Cette élection est importante car c’est autour de ces représentants et du résultat que devra se décliner le dialogue social dans notre collectivité.

Il me semble important dans le contexte actuel d’intervenir sur la problématique des mineurs non accompagnés et globalement sur les ambitions de la Métropole en matière d’accueil des populations migrantes. L’actualité récente, avec l’accueil à Toulon des naufragés de l’Ocean Viking, a montré, une fois encore, que ce sujet, complexe, méritait mieux que des postures politiques, postures qui conduisent ces populations à se retrouver otages des manquements institutionnels, ignorant par la même leurs droits fondamentaux

Beaucoup d’entre vous le savent, j’ai eu à cœur, en tant que Président de la Métropole, de porter ce sujet et d’en faire une des priorités de mon mandat. Je l’ai fait, non par idéologie, ni calcul politicien, je l’ai fait parce qu’en arrivant en responsabilité, j’ai constaté que la Métropole ne remplissait pas ses obligations à l’égard de ces jeunes. J’ai constaté, dès mon arrivée, l’impact important que cette problématique des MNA avait sur l’ensemble du dispositif de protection de l’enfance et j’ai considéré que des mesures urgentes devaient être prises. Ces mesures, ce furent d’abord une mobilisation de moyens, plus de 30 M€ sur un budget de 120M€ à l’époque, et ce fut surtout le lancement d’appels à projets permettant des créations de places et un accompagnement spécifique. Le plan que j’ai porté prévoyait 370 places de mises à l’abri, pour répondre à l’urgence impérieuse de sécurité pour ces jeunes qui sollicitaient une prise en charge à l’ASE. Ces places ont été créées dans le cadre d’une procédure d’urgence, avec la mobilisation de l’ensemble des acteurs associatifs de l’ASE. Ces places ont permis, à ce moment-là, de répondre à l’exigence posée par la loi de mettre à l’abri tous les jeunes sollicitant une prise en charge ASE, et ce, avant même leur évaluation.
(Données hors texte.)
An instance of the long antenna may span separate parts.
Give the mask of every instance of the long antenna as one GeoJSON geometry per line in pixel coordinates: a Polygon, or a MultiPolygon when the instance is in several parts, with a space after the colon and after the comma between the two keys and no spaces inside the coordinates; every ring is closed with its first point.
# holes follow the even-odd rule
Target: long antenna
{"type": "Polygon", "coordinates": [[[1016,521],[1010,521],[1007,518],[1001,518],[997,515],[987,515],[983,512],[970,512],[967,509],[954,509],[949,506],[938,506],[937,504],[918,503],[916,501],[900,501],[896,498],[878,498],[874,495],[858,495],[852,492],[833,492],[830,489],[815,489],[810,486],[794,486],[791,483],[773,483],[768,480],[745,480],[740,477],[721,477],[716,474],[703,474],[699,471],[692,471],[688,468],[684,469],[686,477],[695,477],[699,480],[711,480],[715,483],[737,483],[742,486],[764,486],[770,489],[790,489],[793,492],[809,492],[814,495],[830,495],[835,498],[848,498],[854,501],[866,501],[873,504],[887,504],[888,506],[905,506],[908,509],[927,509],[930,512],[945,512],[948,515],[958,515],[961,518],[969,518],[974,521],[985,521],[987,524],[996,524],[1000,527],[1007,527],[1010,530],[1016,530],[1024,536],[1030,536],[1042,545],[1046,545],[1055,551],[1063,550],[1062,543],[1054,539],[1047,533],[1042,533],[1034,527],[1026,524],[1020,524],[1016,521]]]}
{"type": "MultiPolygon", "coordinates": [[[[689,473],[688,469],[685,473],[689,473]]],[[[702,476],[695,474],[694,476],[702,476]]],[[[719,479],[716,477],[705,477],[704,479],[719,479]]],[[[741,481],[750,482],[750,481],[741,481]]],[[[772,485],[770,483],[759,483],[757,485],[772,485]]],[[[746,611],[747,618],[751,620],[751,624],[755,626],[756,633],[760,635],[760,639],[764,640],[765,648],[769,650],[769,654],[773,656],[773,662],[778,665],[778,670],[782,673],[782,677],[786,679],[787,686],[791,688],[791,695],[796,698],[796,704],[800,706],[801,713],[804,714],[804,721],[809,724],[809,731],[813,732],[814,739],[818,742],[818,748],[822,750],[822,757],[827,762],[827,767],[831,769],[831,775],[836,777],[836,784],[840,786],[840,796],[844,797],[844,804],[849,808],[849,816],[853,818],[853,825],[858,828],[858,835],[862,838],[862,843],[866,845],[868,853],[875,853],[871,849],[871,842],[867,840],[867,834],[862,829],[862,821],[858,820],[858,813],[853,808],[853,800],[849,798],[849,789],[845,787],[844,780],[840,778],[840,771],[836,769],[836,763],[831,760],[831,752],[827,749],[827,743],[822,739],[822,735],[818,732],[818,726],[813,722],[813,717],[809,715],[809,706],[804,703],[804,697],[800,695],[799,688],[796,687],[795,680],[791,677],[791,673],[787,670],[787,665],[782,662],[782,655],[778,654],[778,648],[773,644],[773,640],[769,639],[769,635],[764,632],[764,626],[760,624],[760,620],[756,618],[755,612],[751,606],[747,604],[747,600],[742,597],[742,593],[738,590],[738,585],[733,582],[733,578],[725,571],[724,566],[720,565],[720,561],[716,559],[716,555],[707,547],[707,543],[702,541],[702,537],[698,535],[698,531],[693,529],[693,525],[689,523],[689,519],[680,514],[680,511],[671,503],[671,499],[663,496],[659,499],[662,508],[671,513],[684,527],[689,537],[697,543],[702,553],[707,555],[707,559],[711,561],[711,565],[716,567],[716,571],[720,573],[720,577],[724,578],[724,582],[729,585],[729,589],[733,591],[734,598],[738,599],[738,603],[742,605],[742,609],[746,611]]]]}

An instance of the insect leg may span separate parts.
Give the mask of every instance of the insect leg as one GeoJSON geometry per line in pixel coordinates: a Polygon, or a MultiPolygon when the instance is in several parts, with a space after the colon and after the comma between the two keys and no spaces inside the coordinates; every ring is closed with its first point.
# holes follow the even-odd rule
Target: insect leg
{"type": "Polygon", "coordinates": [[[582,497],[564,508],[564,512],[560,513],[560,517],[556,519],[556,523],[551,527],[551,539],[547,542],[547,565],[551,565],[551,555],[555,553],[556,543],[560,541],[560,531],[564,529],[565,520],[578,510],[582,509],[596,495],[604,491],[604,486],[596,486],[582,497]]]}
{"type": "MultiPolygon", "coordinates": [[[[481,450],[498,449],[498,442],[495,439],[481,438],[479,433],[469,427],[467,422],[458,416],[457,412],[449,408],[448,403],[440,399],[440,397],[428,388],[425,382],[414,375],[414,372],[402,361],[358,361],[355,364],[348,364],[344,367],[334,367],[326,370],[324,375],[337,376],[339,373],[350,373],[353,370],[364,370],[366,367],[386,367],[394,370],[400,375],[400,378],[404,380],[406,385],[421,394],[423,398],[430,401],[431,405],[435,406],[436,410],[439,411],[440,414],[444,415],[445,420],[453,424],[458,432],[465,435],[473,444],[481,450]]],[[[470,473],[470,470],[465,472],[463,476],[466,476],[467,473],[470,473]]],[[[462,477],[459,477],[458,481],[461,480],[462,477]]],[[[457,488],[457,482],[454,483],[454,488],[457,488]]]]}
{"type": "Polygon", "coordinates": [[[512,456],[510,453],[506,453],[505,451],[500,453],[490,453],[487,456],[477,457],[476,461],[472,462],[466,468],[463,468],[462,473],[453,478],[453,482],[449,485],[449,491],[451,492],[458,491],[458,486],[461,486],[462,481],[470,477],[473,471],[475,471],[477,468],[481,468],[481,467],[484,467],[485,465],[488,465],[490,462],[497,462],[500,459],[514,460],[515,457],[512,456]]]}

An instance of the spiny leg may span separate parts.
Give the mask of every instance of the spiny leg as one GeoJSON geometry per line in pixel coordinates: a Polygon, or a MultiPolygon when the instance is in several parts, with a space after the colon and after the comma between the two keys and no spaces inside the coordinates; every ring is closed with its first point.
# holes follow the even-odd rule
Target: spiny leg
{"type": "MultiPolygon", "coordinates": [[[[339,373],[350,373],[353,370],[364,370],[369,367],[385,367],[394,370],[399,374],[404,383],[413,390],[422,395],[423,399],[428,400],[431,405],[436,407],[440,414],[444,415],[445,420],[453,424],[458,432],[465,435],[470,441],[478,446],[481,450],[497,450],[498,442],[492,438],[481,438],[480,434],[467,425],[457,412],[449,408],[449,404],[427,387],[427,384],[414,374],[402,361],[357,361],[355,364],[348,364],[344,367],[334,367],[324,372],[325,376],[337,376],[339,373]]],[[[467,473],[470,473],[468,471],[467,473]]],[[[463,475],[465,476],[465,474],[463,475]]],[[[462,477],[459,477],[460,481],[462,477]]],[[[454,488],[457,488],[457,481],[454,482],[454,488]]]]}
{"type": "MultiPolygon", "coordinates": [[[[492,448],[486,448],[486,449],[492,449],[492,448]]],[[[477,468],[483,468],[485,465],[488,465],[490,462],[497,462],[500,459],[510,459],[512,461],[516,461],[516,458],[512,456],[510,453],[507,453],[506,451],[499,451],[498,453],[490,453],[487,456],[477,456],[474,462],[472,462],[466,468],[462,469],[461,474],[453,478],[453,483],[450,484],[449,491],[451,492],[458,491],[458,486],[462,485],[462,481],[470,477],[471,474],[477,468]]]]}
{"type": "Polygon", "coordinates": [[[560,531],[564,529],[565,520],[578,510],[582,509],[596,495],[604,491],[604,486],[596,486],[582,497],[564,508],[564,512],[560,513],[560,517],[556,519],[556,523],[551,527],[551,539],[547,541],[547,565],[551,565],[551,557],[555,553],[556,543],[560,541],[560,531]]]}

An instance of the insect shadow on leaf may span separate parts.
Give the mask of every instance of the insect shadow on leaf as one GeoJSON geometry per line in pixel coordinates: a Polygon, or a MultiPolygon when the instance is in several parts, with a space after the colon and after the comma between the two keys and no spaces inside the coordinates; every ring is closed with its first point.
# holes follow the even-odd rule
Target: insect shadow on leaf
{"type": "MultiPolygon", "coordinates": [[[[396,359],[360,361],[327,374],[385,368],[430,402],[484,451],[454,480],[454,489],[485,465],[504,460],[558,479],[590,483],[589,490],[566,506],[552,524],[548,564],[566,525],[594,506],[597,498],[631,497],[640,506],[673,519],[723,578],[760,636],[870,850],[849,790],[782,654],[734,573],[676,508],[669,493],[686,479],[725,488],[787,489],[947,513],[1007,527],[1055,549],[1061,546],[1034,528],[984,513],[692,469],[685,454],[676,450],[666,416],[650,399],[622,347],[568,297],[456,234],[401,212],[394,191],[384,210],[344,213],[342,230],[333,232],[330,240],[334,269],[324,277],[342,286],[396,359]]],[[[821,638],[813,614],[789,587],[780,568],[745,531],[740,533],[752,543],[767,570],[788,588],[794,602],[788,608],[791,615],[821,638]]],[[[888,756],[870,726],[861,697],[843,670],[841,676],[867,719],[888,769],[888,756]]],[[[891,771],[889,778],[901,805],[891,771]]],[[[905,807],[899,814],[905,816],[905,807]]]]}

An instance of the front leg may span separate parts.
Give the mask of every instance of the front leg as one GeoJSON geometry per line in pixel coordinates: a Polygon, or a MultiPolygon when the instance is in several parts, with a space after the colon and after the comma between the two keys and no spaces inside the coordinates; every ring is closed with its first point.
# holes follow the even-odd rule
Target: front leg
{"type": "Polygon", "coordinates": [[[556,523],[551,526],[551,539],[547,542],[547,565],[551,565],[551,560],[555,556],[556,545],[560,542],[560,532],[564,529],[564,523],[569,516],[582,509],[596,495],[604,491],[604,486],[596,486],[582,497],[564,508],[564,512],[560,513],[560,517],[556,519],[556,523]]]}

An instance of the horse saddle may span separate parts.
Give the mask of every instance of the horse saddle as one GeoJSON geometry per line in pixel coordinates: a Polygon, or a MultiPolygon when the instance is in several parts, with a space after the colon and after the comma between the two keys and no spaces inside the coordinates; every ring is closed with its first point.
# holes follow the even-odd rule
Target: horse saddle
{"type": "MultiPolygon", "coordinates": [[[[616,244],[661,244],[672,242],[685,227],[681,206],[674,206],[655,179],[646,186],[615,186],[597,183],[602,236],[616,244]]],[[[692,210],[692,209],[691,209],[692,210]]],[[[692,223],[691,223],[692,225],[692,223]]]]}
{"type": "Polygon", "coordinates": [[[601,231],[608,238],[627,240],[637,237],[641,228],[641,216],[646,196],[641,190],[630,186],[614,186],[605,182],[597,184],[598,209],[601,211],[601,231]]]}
Au-delà de la mise à l’abri, un appel à projets pour la création de 500 places habilitées ASE a également été lancé, mobilisant l’ensemble des acteurs du dispositif. Ces places ont permis de redonner de la cohérence au fonctionnement de l’aide sociale à l’enfance, car, il est important de le dire, le travail remarquable que font les professionnels de l’ASE, n’est pas le même, selon qu’il s’agisse d’un enfant pour lequel les liens avec les parents doivent être travaillés et un mineur, souvent grand, comme le sont les MNA, pour lesquels les enjeux parentaux sont difficiles voire impossibles à appréhender. En revanche, d’autres problématiques se posent aux professionnels, comme la régularisation, la scolarisation ou la formation, tout cela nécessite des compétences spécifiques, pour lesquelles il faut être formé.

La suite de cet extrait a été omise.